花咲くアーモンドの木

国立新美術館で開催されている「ピエール・ボナール展」に行ってきました。

展覧会の最後の部屋へ入った時、ひときわ輝いている一枚がありました。

「花咲くアーモンドの木」。彼の遺作となった作品だそうです。


画家の晩年の作品は、体力の衰えなどによって

それより前の作品と比べると勢いが無くなっていることがあるのですが

(人の一生を見ているようで、絵も生きているようで、そういう作品も個人的に好きです。)

ピエール・ボナールの「花咲くアーモンドの木」は、最期の作品なのにエネルギーに満ちていました。
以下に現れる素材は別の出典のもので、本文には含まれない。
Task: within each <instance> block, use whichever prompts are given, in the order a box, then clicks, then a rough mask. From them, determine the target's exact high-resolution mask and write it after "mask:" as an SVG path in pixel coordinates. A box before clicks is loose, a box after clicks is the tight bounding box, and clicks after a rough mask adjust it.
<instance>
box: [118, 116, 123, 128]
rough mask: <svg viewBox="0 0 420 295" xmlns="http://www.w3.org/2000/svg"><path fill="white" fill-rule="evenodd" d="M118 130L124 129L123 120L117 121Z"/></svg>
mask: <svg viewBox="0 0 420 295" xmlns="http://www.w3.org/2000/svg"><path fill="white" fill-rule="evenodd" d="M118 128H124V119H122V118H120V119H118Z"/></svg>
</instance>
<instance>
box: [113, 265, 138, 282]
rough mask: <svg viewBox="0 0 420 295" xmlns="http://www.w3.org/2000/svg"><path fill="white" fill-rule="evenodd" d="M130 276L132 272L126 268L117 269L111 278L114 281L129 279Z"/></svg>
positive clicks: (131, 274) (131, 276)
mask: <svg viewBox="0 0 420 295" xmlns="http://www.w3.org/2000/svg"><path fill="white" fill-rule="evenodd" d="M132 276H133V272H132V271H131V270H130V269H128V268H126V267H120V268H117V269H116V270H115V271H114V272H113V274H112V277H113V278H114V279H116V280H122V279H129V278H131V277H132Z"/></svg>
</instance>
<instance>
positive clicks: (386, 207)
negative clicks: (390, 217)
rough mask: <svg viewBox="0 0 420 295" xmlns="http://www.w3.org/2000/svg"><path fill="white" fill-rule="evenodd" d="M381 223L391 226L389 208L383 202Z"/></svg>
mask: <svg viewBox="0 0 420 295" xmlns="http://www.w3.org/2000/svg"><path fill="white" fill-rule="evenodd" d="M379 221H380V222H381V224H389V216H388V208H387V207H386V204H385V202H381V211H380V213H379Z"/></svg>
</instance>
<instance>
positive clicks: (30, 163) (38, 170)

最期だからこそなのか、色彩的にそう見えるだけなのか…。

こういうこともあるのだなぁと、しばらくの間、しみじみと見つめてしまいました。


アーモンドの花がどういうものなのか知らなかったので、帰って調べてみました。

なんと、桜とそっくりの可愛らしい花なのです。

あの硬くて茶色い木の実が、こんなにも可愛らしい、ほのかにピンク色に染まった繊細な花びらを持つお花から生るなんて…!

更に調べると、ゴッホもアーモンドの花の画を描いていました。

絵描き人にとって、思わず描かずにはいられない花なのでしょうか。


アーモンドの木は、冬の終わりに花を咲かせるらしいです。

いつか見てみたいなぁ。


私の見てみたいものがまた一つ増えた、良い一日でした。